How has Paul spent his life since becoming a widower? He has completely devoted himself to the gospel ministry. Marriage has certain responsibilities that come with it. And Paul was thrilled to remain free from those responsibilities so that he could pursue with single-minded devotion the ministry to which God had called him.

Think about it. Could Paul have travelled all over the Roman world for two decades if he had a wife and children at home to care for? Of course not. Paul is simply expressing here that “it is good” for widows and widowers to choose to remain unattached for similar purposes. They don’t have to feel any pressure to remarry simply because they were married before. God may give them a post-marriage life like Paul has. And if so, it is not a less-than life. It is a glorious calling to remain “unmarried.”

But then Paul qualifies:

9 But if they cannot exercise self-control, they should marry. For it is better to marry than to burn with passion.

The text doesn’t actually say if they cannot exercise self-control. It says if they are not exercising self-control. It does not necessarily refer to a sinful lack of self-control.
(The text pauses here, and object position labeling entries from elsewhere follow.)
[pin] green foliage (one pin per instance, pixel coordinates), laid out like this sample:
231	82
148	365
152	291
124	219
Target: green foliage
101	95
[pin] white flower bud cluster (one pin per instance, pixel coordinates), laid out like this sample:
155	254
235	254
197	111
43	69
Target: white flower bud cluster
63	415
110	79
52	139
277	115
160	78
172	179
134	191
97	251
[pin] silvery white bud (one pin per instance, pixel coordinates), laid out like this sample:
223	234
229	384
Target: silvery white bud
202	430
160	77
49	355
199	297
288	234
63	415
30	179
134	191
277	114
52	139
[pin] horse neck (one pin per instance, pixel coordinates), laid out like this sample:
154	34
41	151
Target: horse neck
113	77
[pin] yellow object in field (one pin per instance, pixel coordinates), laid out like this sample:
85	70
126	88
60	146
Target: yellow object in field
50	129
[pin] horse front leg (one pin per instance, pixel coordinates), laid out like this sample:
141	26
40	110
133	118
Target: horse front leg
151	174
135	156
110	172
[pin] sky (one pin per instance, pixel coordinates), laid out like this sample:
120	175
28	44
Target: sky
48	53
It could be referring to one who finds their desire for marital relations to be a constant distraction. Paul is simply saying that if you find yourself in that situation, then you should get married. Of course, Paul understands that not everyone has the same opportunities to marry, so I think he means that it is good and right to pursue marriage if or when the opportunity emerges. Paul’s “unmarried” example should not at all constrain a believing widow or widower from remarrying. Why?
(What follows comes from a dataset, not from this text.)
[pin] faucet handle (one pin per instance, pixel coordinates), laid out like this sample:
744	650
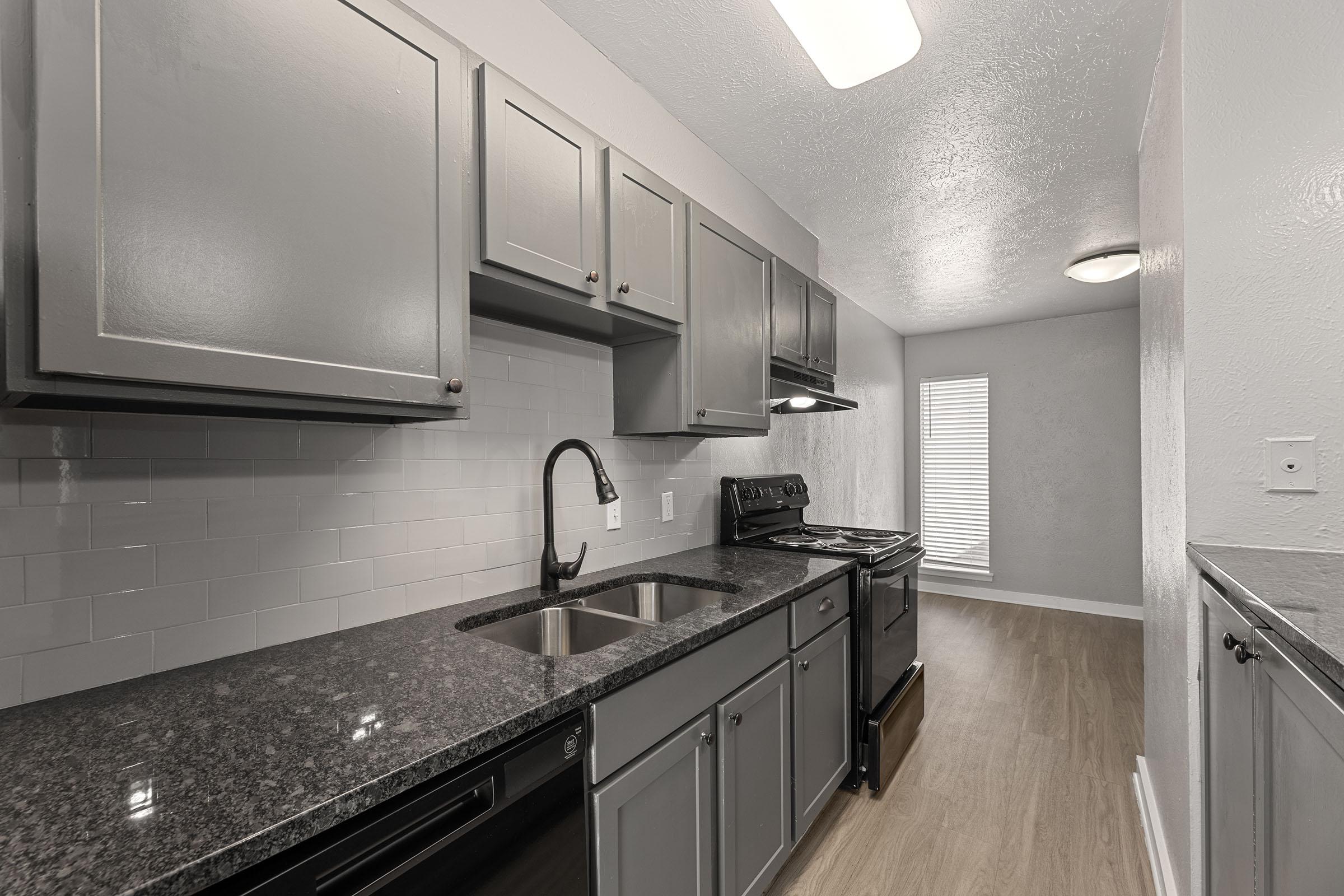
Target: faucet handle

“For it is better to marry than to burn…”

This phrase can mean one of two things: (1) it is better to marry than to burn with passion—as the ESV has it, or (2) it is better to marry than to burn in judgment.

When I first began teaching as a college professor, I was actually teaching this very text in one of my classes. I had a classroom of undergraduates before me, all of whom were in the vicinity of 18-21 years old—except for one student. I had one elderly widow in that class who was 83 years old. And she had decided that she wanted to come back to school and learn the Bible, and so there she was in the midst of all these whipper-snapper undergraduates. And it was great.

But I was teaching this text about widows, and when I laid out the interpretive options (“it is better to marry than to burn with passion” or “to burn in judgment”), she spoke up and interjected with force and conviction. She said, “Oh, I think it means to burn with passion.” I remember at that moment being kind of stunned because it was clear that she had not studied this before, but she nevertheless spoke with great confidence about her interpretation. And I tried not to break into too big of a smile as the realization came over me—and the rest of the class—that her exclamation was more of a testimony than exegesis.

But I never forgot what she said because I think it rang really true. I think she understood this text exactly in the right way, and she spoke from experience. It is better to marry than to burn with passion.

Marriage is certainly a better alternative to the constant distraction of a desire for marital relations. If that is a constant distraction for you—especially if God brings some particular person into your life—then you are just fine to get married. Don’t feel constrained by Paul’s example. Go ahead and get married, and don’t look back. Staying unmarried like Paul is good. Getting married is good too. Each one has his own calling from the Lord, and we come to know that calling through the gifts and opportunities God gives us—or withholds from us. And if God gives you the opportunity to be married and you want to be married, go for it.

But if that opportunity does not come your way—even though you wish it would—just keep in mind what Paul says. Paul says you are in a better position. You are not at a disadvantage in God’s kingdom by remaining unmarried. Steward that calling well for as long as you have it. Ask God to make the paths plain for the “unmarried” calling he’s given you. It may be a season, or it may be for life. God will make that plain in due time. In the meantime, don’t despair of your calling. Lean into it for the glory of God.